Setting up a custom analyzer


(Karoline Brynildsen) #1

Hi!
I am creating a custom analyzer for one of my indexes, and I have some questions about the lowercase and standard token filters.

In the documentation it says this about the lowecase tokenizer

The lowercase tokenizer, like the letter tokenizer breaks text into terms whenever it encounters a character which is not a letter, but it also lowercases all terms.

While this is said for the standard tokenizer

The standard tokenizer provides grammar based tokenization

Does this mean that there is no point in using them both? Does the lowecase tokenizer overlap the standard tokenizer?


(Ivan Brusic) #2

Only one tokenizer can be defined per analyzer. Keep in mind that
tokenizers and token filters are different items, with the former being
executed first (of the two) in the analysis chain.

The lowercase tokenizer [1] is based on the letter tokenizer [2], which
simply breaks on non-letter characters.
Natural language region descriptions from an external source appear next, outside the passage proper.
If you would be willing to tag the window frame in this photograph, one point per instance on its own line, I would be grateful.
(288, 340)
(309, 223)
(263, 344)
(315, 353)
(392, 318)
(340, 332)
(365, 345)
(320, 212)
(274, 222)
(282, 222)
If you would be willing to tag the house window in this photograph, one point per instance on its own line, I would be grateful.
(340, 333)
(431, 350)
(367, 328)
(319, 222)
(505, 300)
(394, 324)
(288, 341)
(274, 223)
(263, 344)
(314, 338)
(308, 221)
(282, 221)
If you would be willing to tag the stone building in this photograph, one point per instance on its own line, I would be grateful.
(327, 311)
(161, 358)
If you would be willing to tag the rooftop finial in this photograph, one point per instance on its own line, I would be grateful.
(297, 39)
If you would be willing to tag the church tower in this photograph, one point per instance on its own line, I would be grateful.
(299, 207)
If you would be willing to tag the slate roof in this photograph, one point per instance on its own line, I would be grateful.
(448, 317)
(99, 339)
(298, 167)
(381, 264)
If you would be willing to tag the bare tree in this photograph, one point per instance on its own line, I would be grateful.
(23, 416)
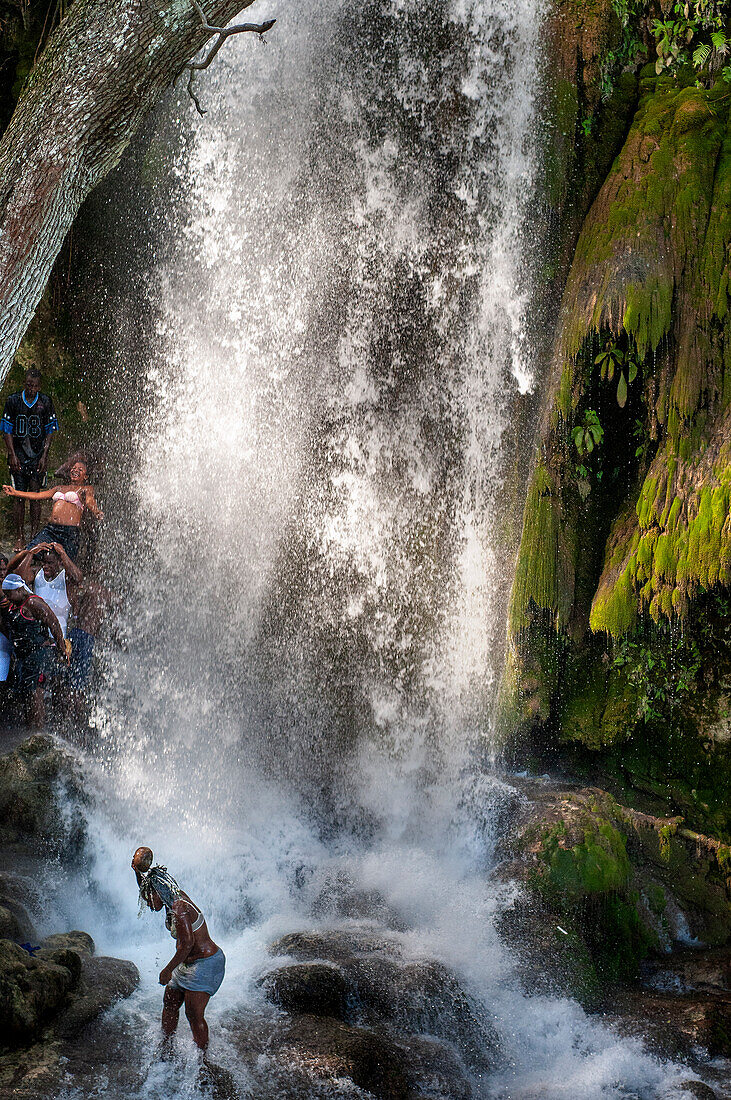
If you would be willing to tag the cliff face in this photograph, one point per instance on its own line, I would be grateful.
(620, 642)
The standard tokenizer [3] is far
more complex, with various rules mostly based on the English language. It
all depends on your corpus and use cases. Data such as names and titles
could use a simpler letter tokenizer, but free form text that might
included urls or email address is probably best tokenized by the standard
tokenizer.

[1]


[2]

[3]

Cheers,

Ivan


(Ryan Ernst) #3

As an aside (unrelated to the original question), the English part of this statement is not true. It is based on the Unicode Text Segmentation algorithm. See http://unicode.org/reports/tr29/. The standard analyzer has some English stuff, specifically the default set of English stop words.


(Ivan Brusic) #4

Very true Ryan. I meant to say based on Latin character set languages, but
even that is false. I hope that the OP sees the difference between
tokenizers and token filters, especially for the standard tokenizer/token
filter. The former does tons, the latter does nothing!


(Karoline Brynildsen) #5

Okay, then I am messing up the terms (I am really confused now). I thought a token filter was made up by one or more tokenizers (that's at least what I made of this text).


(Ivan Brusic) #6

Analyzers are made up of filters and tokenizers as described here
https://www.elastic.co/guide/en/elasticsearch/reference/current/analyzer-anatomy.html

A diagram can be found here:
https://www.elastic.co/blog/found-text-analysis-part-1 The concepts come
straight from Lucene, so any informations sources regarding analysis in
Lucene/Solr will apply to Elasticsearch if you care to read more.

That diagram does not highlight the fact that you can have several
character filters and token filters, but only one tokenizer. In general,
character filters are seldom used (mainly for pattern removal or
substitution), then a simple tokenizer, followed by several token filters
which work on the tokens generated by the tokenizer. Chances are you want
to focus on the token filters.


(system) #7

This topic was automatically closed 28 days after the last reply. New replies are no longer allowed.